TakeawayGravity compensation separates the predictable physics you can calculate from the unpredictable disturbances you must react to—letting your feedback controller focus on what actually matters.
Computed Torque Control: Canceling Dynamics with Mathematics
Computed torque control—sometimes called inverse dynamics control—takes feedforward compensation to its logical conclusion. Instead of compensating only for gravity, you calculate and cancel all dynamic effects: inertia, coupling, centrifugal forces, and Coriolis forces.
The approach requires a complete dynamic model of your robot. At each control cycle, you compute what torques the physics demands for the desired acceleration, then add corrections from a feedback controller operating on tracking error. If your model is perfect, the feedback controller sees a simple double-integrator system regardless of the actual robot's complexity.
This linearization through nonlinear control enables powerful analysis and design techniques. Standard linear control methods—pole placement, LQR, PID—work as expected because the computed torque term handles the nonlinearities. You design for the simple system you want, not the complicated system you have.
Model accuracy becomes the critical constraint. Unmodeled friction, actuator dynamics, and parameter errors all degrade performance. Practical implementations often combine computed torque with robust feedback terms that handle modeling uncertainty. Adaptive variants estimate parameters online, continuously refining the dynamic model as the robot operates.
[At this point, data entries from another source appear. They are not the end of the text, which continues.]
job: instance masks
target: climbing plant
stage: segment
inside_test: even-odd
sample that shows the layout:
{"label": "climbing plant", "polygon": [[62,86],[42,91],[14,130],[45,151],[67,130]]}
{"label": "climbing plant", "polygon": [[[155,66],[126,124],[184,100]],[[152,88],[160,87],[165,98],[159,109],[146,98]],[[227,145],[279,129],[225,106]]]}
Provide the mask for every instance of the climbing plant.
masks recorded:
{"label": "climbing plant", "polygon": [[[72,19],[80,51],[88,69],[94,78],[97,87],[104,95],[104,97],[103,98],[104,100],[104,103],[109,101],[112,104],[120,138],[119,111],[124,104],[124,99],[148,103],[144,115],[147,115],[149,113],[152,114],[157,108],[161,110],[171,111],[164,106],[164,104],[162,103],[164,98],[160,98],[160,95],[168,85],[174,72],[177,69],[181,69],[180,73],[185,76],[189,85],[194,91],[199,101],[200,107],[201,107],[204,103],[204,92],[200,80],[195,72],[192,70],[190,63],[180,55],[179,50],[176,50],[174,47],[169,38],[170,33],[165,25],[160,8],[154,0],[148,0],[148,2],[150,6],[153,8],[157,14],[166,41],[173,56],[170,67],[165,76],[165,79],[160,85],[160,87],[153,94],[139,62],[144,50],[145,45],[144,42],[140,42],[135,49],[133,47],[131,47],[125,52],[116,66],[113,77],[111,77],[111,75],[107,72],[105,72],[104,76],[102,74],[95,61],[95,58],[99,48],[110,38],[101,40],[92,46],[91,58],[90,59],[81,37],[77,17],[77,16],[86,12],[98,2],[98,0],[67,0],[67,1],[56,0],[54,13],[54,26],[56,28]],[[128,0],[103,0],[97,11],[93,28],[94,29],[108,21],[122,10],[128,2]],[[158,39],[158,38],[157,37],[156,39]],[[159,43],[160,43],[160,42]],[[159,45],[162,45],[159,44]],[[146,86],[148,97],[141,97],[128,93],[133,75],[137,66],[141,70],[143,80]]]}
TakeawayComputed torque control inverts the robot's physics, transforming a complex nonlinear system into something your linear controller can handle cleanly.
Robot dynamics reveals why simple controllers struggle as performance demands increase. The mass matrix, gravity terms, and velocity-dependent forces create behaviors that no amount of gain tuning can fully address without explicit modeling.
Understanding these effects opens the door to model-based control strategies. Feedforward compensation for predictable terms—gravity, inertia, coupling—frees your feedback controller to address genuine disturbances and tracking errors.
The investment in accurate dynamic modeling pays dividends in faster cycle times, smoother trajectories, and better end-effector accuracy. For high-performance applications, the dynamics aren't optional physics to fight—they're the foundation your control strategy builds upon.